The following files replicate the Figures of the paper:
- Figure 1 [Simulation Experiments Section 4.1].R: produces heatmaps of treatment propensities of simulation set-ups 1 and 2, and the true treatment effect spread for a set of 10,000 randomly drawn data points according to simulation set-up 1.
- Figure 2 [Simulation Experiments Section 4.2].R: produces a plot of relative differences in four in-sample fit measures between LLCF and GRF in CATE estimation in small training samples on simulation set-ups 1 and 2.
- Figure 3-5 [Semi-Synthetic Application Section 5.1].R: produces (Fig. 3) a histogram of the variable age spread over the data and the true synthetic CATE function spiked on the empirical voting study data set, (Fig. 4) barplots of the synthetic manipulation of voting outcomes given one's actual treatment assignment spiked on the random subsample, and (Fig. 5) a histogram of the synthetic CATEs spiked on the random subsample.
- Figure 6 [Semi-Synthetic Application Section 5.2].R: produces plots of in-sample and out-of-sample performance of GRF, CR.GRF, LLCF and CR.LLCF in terms of RMSE as a function of the proportion of treated observations on the empirical voting study data set.

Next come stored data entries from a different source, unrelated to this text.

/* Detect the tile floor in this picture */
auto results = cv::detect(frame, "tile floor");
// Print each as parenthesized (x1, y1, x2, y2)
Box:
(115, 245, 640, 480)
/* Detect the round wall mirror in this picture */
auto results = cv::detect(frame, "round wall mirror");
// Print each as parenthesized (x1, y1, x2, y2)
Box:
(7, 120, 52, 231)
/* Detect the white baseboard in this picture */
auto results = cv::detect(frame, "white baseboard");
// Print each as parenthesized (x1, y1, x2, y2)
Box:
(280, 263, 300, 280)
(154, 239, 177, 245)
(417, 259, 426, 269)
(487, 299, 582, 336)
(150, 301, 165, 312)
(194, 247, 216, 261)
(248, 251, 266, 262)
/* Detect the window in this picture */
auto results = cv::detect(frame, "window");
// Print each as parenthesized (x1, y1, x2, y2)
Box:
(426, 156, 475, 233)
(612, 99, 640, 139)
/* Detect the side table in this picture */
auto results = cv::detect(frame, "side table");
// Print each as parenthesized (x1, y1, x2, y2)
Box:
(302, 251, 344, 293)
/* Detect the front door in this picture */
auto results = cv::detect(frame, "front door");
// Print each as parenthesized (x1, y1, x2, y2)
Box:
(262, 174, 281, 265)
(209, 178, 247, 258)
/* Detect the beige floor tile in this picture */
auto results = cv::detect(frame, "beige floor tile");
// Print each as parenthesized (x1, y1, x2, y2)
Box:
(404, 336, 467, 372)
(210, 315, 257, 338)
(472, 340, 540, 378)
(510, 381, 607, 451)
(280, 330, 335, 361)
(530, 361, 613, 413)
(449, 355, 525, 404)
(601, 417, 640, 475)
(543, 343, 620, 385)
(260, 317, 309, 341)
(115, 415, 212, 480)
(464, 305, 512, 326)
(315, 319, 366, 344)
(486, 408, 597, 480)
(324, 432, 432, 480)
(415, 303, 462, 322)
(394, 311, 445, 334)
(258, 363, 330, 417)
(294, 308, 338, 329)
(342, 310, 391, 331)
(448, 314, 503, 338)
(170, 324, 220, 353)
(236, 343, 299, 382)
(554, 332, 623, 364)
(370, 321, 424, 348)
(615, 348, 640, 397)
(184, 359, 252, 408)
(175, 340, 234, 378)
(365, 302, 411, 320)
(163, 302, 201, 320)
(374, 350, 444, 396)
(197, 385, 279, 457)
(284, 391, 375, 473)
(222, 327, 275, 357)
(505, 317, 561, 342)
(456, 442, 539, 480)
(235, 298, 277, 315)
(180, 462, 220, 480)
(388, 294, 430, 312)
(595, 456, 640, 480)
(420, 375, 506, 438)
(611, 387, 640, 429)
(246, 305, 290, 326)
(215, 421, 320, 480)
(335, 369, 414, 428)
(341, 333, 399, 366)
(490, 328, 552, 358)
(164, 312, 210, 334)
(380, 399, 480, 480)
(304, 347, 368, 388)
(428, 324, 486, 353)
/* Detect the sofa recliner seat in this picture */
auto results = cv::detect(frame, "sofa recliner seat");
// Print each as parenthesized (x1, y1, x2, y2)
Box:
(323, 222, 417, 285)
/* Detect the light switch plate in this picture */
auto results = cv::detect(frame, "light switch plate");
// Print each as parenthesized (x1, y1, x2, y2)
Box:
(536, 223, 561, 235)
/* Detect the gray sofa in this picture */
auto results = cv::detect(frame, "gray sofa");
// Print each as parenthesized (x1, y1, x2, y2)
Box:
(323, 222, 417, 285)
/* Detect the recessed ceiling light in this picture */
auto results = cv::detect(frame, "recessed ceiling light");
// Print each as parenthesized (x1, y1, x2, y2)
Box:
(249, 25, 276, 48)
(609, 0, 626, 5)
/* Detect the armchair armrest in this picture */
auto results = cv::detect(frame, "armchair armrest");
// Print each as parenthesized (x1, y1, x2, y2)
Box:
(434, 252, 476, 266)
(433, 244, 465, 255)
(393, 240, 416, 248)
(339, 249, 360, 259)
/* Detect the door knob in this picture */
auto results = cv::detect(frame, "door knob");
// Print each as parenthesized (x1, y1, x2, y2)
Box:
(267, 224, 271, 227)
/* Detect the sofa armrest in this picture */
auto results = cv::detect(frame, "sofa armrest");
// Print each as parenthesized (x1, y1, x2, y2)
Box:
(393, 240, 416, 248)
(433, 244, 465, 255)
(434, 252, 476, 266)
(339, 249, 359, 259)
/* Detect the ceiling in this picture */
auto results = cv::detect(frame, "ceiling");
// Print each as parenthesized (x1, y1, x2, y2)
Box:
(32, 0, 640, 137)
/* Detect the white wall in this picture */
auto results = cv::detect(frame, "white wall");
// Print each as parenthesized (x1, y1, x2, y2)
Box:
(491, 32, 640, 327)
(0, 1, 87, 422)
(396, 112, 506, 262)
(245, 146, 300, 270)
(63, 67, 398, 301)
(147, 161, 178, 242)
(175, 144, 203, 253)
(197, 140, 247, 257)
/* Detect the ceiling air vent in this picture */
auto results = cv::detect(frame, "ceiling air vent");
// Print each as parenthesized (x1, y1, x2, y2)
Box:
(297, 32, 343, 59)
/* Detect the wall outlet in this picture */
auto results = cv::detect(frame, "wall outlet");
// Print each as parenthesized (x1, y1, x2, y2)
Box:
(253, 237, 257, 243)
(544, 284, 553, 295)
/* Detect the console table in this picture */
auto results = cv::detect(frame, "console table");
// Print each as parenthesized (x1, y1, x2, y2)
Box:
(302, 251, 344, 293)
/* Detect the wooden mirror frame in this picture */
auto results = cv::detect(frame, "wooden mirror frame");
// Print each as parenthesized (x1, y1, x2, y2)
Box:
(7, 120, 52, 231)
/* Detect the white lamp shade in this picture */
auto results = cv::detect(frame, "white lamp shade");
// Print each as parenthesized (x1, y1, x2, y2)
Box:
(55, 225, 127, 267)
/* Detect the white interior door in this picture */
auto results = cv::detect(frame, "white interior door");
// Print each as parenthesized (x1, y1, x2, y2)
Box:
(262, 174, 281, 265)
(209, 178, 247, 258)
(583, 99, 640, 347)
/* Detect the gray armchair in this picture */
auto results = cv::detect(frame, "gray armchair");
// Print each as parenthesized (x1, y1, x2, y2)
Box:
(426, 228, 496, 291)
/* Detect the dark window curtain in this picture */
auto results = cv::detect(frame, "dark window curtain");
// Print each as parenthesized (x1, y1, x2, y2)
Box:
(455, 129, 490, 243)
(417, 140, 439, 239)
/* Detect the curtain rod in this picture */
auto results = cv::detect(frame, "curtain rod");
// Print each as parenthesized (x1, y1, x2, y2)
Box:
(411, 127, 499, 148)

- Figure 7-11 [Empirical Application Section 6.1].R: produces (Fig. 7) histograms for the three numerical covariates from the Microfinance Project data, (Fig. 8) barplots of six unevenly distributed binary variables from the Microfinance Project data, (Fig. 9) hexagonal heatmaps for pairs of numerical covariates to illustrate the spread of the data and provide insights into sparse regions in the covariate space, (Fig. 10) a heatmap of the p-values corresponding to the correlation matrix of the covariates, and (Fig. 11) plots of long-run monthly profits (in Rs) against the numerical covariates to indicate smoothness.